The terms ‘setting’ and ‘streaming’ are used to describe a variety of approaches by which pupils with similar levels of current attainment are consistently grouped together for lessons.
Setting’ usually involves grouping pupils in a given year group into classes for specific subjects, such as mathematics and English, but not across the whole curriculum.
‘Streaming’ (also known as ‘tracking’ in some countries) usually involves grouping pupils into classes for all or most of their lessons, so that a pupil is in the same group regardless of the subject being taught.
Pupils in different sets or streams sometimes follow a different curriculum, particularly when different national tests, different examination levels or different types of academic and vocational qualifications are available.
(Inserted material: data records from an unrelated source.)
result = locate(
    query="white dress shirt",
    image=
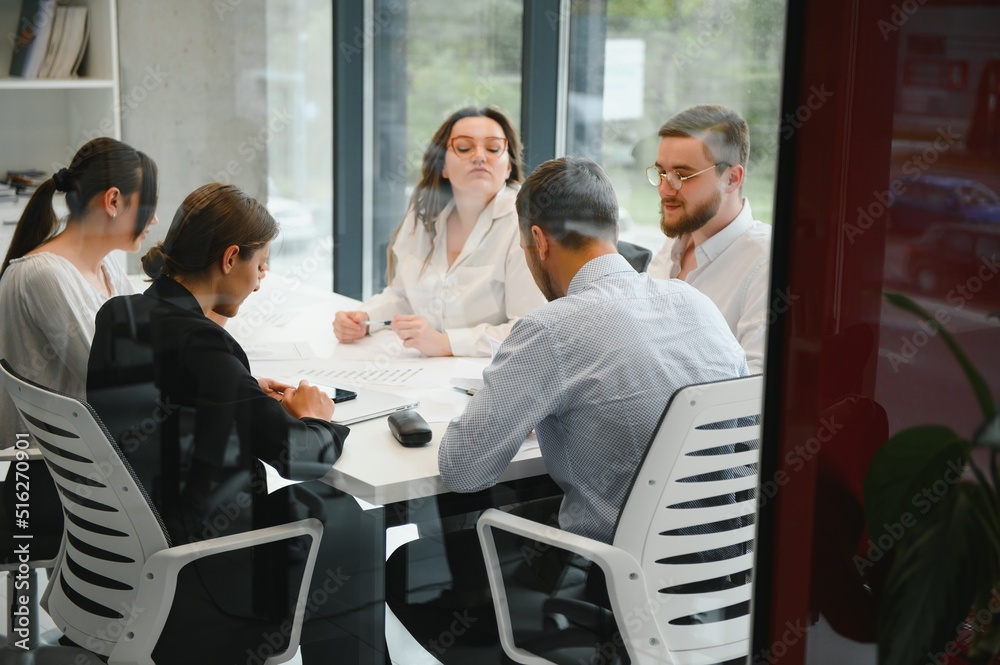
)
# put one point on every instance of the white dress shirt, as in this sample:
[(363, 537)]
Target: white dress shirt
[(479, 296), (48, 310), (734, 270), (591, 372)]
In some studies, such as Slavin 1987, ability grouping in classes is described as ‘re-grouping’.
Setting and streaming are combined in this Toolkit entry because these practices are usually combined in the evidence reviews on attainment grouping. Both involve regular and consistent grouping of pupils into classes based on attainment.
There are other forms of grouping, not included in this Toolkit entry, which also use current academic performance to organise pupils for teaching.
Within-class attainment grouping: Pupils with similar levels of current attainment are grouped together, for example, on specific tables, but all pupils are taught by their usual teacher and support staff, and they usually all follow the same curriculum.
Cross-age grouping: pupils from different year groups are formed into classes of similar current attainment for specific lessons (usually reading and mathematics), but then return to their same-age classes for other lessons.
Gifted and talented provision: high attaining pupils are taught in separate groups or classes.
Acceleration: pupils considered to be of exceptional ability receive separate lessons with a different curriculum (or the same curriculum at a faster pace) or join older learners for more advanced study.
The Toolkit has a separate entry on Within-class attainment grouping. Cross-age grouping, gifted and talented provision, and acceleration are not currently covered in the Toolkit.
Although these practices are sometimes described as ‘ability grouping’, we refer here to ‘attainment’ rather than ‘ability’, as schools generally use measures of current performance, rather than measures of ability, to group pupils.
Search Terms: ability grouping, setting, streaming, tracking, homogeneous/ heterogeneous grouping, regrouping, (gifted and talented, within class ability grouping)
Note: a combined search was run for the ‘setting or streaming’ and ‘within-class attainment grouping’ strands. Different inclusion criteria were then applied to identify the information relevant to each strand as some reviews contained data for Setting or streaming, or for Within class attainment grouping, or for both. Brackets indicate search terms which are less relevant to this strand. See the Toolkit manual for more detail on search and inclusion procedures.
Puntuación de la evidencia
There are six meta-analyses of setting or streaming studies included in the analysis for this strand, once duplication has been taken into account. These suggest that setting or streaming has a small negative effect overall. Although there is some variation depending on methods and research design, conclusions on the impact of ability grouping are relatively consistent.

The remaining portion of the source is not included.